Routing is the biggest lever. Teams that split traffic between a flagship and a value model like deepseek-v4-flash or glm-5 typically cut spend far more than any prompt tweak, because the cheap model handles the high-volume turns. For character-chat and roleplay frontends specifically, the deepseek-v4-pro and deepseek-v4-flash pair is the common community answer on value, kimi-k2.6 and mimo are worth testing, and Claude models are the pick when polished SFW prose matters most. Whatever frontend you connect, follow its terms of service and age requirements. The billing math itself never changes: tokens in, tokens out, rate. Get those three numbers into your logs and every cost decision becomes arithmetic instead of guesswork.

  • Cap output with max_completion_tokens on every call; it is the cheapest guardrail that exists
  • Trim history with a sliding window, or summarize older turns into a compact note instead of resending them verbatim
  • Move non-interactive work to the Batch API and pay half rate
  • Keep a long stable system prompt first and variable content last so cached-input discounts actually trigger
  • Route by task: classification, extraction, and casual chat turns do not need a flagship; keep gpt-5.5 for the steps that fail on cheaper models
  • Set balance alerts and per-key limits so one runaway loop cannot drain the account

FAQ

How does OpenAI API billing work?

It is prepaid and metered per token. You buy credits first, then each request deducts input tokens times the input rate plus output tokens times the output rate for the model used. There is no subscription; when credits run out, requests fail until you top up or auto-recharge triggers.

Is the OpenAI API free to use?

No. There is no ongoing free tier for API usage; every token is billed against prepaid credits. Occasional promotional credits for new accounts exist but expire. If you need a free option for testing, some third-party gateways and local models fill that gap.

How much does the OpenAI API cost per 1,000 tokens?

At current gpt-5.5 catalog rates, 1,000 input tokens cost $0.004 and 1,000 output tokens cost $0.024. A typical chat turn of 1,500 input and 300 output tokens comes to about 1.3 cents.

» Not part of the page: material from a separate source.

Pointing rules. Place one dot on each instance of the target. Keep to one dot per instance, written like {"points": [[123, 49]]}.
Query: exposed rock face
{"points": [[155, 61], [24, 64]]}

Why is my OpenAI API bill so high?

Usually one of three things: chat history being resent in full every turn so input grows with session length, uncapped output on a model whose output rate is 6x its input rate, or hidden reasoning tokens billed as completion tokens. Log the usage object per request to find which one it is.

Do OpenAI API credits expire?

Yes. Prepaid credits expire 12 months after purchase, whether or not you used them. Buy in increments matched to your actual monthly burn rather than loading a large balance up front.

Is the OpenAI API cheaper than ChatGPT Plus?

For light or bursty usage, yes: a few million tokens a month on a mid-tier model costs less than a subscription. For heavy daily chat with long contexts on a flagship model, the API can cost more. Run your expected token counts through the rate math before deciding.